From Baudelaire to Brecht, art is defined with encoding and decoding. But when my friend and I had the debate at the bar, I had yet to hear about The Stanley Parable. I believed that videogames did not branch out into two different forms of entertainment; I thought that it was an industry based solely on entertainment. Many games have a referential meaning, and at that point, I thought that they had nothing encoded. Their sole purpose was a beating the final boss, saving the princess, scoring the winning goal, and countless other resolutions. They are good at what they do – entertain.
Dear Esther and The Stanley Parable are fantastic efforts that widened my perception, and they almost proved me wrong. Both are games that require decoding – lots of it. The latter left me particularly impressed, since it branded so a bountiful amount of unconventional thoughts, especially from the likes of a videogame. The game is about Stanley, the protagonist, who follows the same daily routine in his office. He simply works and sleeps. His routine is suddenly savaged one day, though, since none of his coworkers show up. His mission is to uncover the mystery. The narrator describes Stanley’s decisions as he tries to solve the mystery, but there is a catch: the player is not forced to listen to the narrator. In addition, the game has numerous endings, one even more bizarre than the next. Luckily, the game only lasts around 10-15 minutes, so one can easily restart once the game is over and find a different ending through another different path. If the player follows all of the narrator’s instructions, he is finally liberated from his dull lifestyle. The more he disregards his suggestions, the more he angers the narrator, who kills Stanley off time and time again.
One can use Foucauldian theory to analyze this game’s meaning, which is an impressive feat no matter the art form. Stanley may believe that he is liberated from his daily routine if he unconditionally follows the narrator’s advice, but does he really achieve liberation? All he did was follow instructions – the same routine that has kept him alive until the present day. Is it truly freedom when you continue following instructions of a higher being? When he ignores the narrator, on the other hand, he follows his own intuition, disregarding conventions that his world has granted to him and experiences true liberation. He may be killed off, but the decision was entirely his.

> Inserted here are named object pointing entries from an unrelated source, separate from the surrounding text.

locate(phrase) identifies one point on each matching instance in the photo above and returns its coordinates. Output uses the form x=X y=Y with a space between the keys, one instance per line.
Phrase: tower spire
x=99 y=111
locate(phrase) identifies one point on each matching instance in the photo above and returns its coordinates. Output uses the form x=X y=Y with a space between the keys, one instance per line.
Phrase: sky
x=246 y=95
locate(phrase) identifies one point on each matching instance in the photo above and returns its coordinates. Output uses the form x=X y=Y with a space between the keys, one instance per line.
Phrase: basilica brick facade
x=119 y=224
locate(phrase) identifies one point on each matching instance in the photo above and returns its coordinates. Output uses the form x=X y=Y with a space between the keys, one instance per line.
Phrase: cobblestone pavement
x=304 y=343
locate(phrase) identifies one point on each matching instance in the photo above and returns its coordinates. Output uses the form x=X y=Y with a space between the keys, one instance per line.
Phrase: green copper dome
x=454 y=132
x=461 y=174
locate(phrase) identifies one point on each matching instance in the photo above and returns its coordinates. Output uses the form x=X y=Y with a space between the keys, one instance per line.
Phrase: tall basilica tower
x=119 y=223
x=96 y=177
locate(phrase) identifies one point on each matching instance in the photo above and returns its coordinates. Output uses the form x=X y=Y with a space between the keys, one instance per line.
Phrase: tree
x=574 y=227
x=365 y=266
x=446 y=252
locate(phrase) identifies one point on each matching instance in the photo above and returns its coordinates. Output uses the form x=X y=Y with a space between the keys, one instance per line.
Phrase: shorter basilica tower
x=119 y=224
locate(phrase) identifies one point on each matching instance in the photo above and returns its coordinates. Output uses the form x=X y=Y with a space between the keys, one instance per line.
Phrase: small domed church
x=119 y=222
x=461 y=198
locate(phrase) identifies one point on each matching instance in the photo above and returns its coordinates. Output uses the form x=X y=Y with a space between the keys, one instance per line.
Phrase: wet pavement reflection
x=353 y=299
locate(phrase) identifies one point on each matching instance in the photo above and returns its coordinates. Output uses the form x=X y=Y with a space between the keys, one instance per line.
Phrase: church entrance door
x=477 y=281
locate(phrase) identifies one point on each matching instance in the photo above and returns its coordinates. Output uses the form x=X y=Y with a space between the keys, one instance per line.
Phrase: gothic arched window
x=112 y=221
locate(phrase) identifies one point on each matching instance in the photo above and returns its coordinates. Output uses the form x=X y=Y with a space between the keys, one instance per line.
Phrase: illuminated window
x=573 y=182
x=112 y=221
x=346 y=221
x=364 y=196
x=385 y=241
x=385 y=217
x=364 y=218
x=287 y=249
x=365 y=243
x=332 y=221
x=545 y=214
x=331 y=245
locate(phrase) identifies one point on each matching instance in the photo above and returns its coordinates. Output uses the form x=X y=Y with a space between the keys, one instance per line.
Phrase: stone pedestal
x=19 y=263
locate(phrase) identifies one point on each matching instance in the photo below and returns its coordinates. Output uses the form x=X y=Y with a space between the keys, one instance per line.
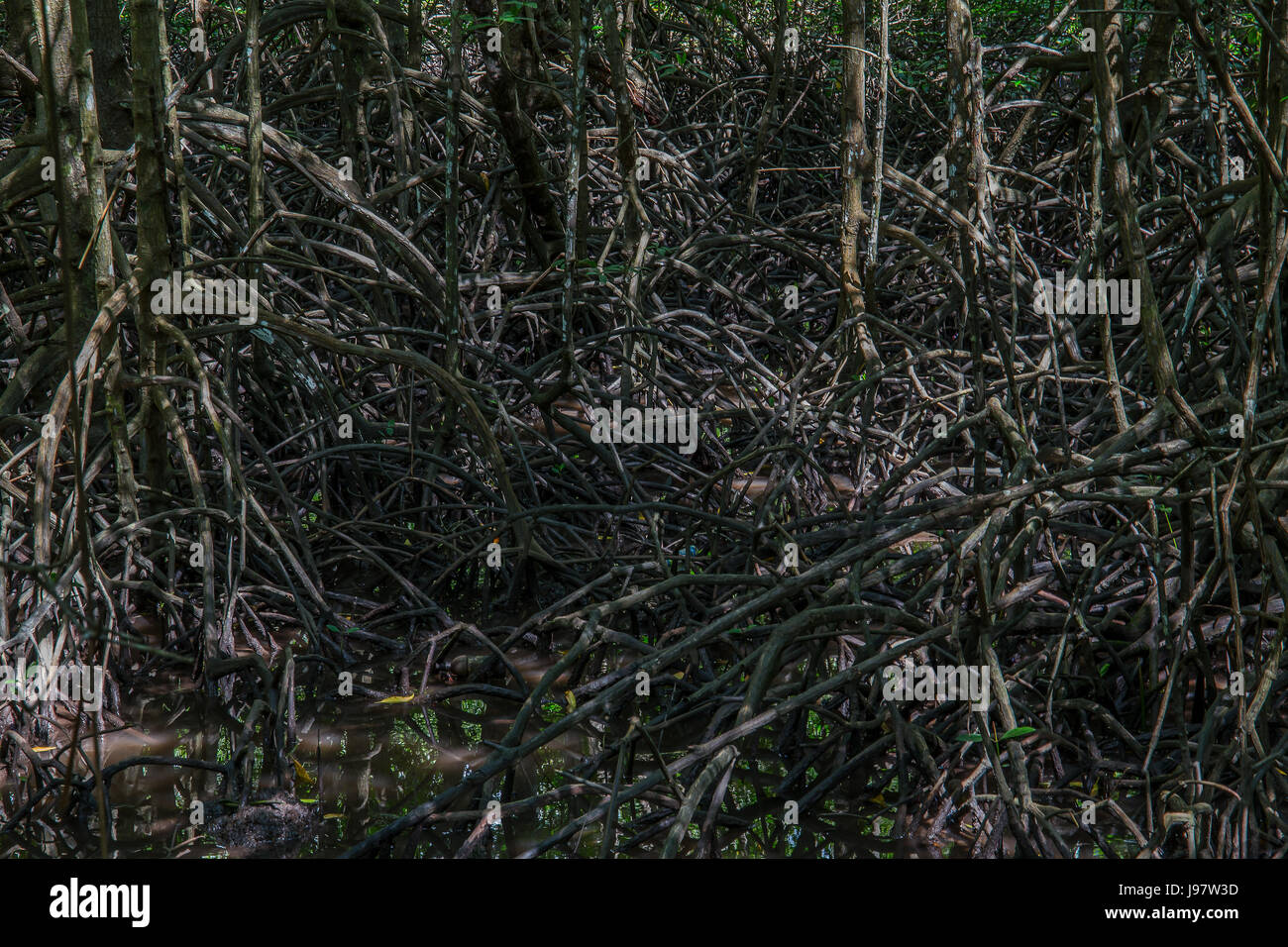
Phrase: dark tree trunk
x=111 y=80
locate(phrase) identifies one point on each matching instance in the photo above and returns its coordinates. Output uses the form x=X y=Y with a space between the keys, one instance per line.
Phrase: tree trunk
x=111 y=82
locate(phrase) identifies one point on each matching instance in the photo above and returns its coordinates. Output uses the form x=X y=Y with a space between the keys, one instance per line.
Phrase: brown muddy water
x=361 y=763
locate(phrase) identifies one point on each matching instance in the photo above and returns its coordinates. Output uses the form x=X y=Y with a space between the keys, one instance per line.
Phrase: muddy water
x=361 y=763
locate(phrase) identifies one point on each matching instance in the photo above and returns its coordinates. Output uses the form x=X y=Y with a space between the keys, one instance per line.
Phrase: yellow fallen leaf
x=301 y=774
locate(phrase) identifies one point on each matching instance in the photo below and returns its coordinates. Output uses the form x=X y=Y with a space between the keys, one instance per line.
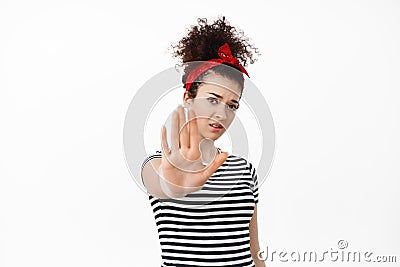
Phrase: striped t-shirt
x=209 y=227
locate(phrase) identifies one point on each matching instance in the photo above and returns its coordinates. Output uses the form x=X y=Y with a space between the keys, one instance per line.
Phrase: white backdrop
x=68 y=71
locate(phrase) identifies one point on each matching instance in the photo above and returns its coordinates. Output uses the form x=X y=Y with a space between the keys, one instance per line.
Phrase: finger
x=164 y=142
x=175 y=131
x=217 y=162
x=183 y=134
x=193 y=130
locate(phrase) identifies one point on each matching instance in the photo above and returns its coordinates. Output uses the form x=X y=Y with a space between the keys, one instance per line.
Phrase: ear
x=187 y=101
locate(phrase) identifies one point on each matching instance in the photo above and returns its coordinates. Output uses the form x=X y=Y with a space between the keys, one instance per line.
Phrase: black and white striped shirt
x=209 y=227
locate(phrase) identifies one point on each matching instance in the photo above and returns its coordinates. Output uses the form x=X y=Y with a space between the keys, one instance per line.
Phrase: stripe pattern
x=209 y=227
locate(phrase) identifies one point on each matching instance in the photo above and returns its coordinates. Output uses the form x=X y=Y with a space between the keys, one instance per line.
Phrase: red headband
x=225 y=54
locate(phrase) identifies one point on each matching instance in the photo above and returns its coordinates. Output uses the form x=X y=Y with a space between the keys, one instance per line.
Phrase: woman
x=205 y=200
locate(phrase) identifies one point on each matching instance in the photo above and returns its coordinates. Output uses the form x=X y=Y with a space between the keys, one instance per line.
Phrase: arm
x=254 y=244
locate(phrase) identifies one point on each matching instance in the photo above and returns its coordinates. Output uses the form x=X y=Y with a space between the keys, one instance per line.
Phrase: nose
x=220 y=112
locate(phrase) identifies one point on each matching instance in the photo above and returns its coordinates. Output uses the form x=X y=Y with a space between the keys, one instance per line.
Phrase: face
x=215 y=105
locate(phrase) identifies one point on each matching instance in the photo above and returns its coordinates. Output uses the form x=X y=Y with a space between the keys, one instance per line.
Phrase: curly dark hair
x=202 y=43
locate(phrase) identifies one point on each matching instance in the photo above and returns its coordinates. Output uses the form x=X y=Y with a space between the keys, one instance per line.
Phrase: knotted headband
x=225 y=56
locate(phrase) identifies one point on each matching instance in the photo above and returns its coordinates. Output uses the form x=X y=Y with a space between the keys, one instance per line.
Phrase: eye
x=232 y=107
x=212 y=100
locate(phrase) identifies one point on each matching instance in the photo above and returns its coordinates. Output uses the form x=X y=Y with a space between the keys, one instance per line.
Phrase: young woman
x=205 y=200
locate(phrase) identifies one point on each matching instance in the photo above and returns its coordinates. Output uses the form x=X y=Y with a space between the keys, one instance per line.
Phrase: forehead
x=220 y=85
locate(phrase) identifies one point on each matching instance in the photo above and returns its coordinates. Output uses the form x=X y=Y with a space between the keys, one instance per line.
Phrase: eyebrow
x=218 y=96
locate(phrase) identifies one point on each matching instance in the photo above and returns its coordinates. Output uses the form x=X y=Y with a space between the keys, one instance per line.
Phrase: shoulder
x=236 y=160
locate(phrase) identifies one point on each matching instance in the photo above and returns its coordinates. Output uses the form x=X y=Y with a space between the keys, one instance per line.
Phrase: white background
x=68 y=71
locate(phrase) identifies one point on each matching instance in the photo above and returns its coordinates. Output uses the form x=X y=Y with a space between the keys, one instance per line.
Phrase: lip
x=216 y=129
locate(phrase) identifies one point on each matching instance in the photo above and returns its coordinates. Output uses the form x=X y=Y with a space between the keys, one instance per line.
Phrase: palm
x=182 y=166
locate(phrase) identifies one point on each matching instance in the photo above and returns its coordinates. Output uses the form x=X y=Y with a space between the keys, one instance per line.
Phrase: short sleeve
x=254 y=183
x=158 y=154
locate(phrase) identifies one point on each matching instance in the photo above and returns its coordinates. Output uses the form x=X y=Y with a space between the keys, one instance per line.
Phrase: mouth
x=216 y=126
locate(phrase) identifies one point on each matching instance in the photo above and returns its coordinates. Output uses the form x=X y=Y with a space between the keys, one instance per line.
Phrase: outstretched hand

Due to this, I consider The Stanley Parable truly magnificent, but it unfortunately fails in one department. Both Dear Esther and The Stanley Parable are as close as one can get to stamping my ‘art’ label on videogames, but both games rely significantly on their narrators. A film like Through a Glass Darkly requires multiple viewings in order to gather all events to be analyzed. The two videogames, conversely, constantly tell the gamer what happens. In short, there is decoding throughout the game – but it is decoding through hints dropped by a voiceover. It parallels the idea of a teacher or a scholar unfolding Macbeth to a student.
Videogames need to develop self-decoding in gameplay in order to evolve into a possible art. But The Stanley Parable has exhibited gaming’s true potential. If a child has the potential to become a footballer, then he must be a prodigy at a young age. Videogames had yet to show their potential, since pioneering graphics and complex gameplay constantly eclipsed what art’s true potential is – raising questions. But designers are thankfully heading on the right direction, although there still is a large excavation ahead of them. I wish them the best of luck.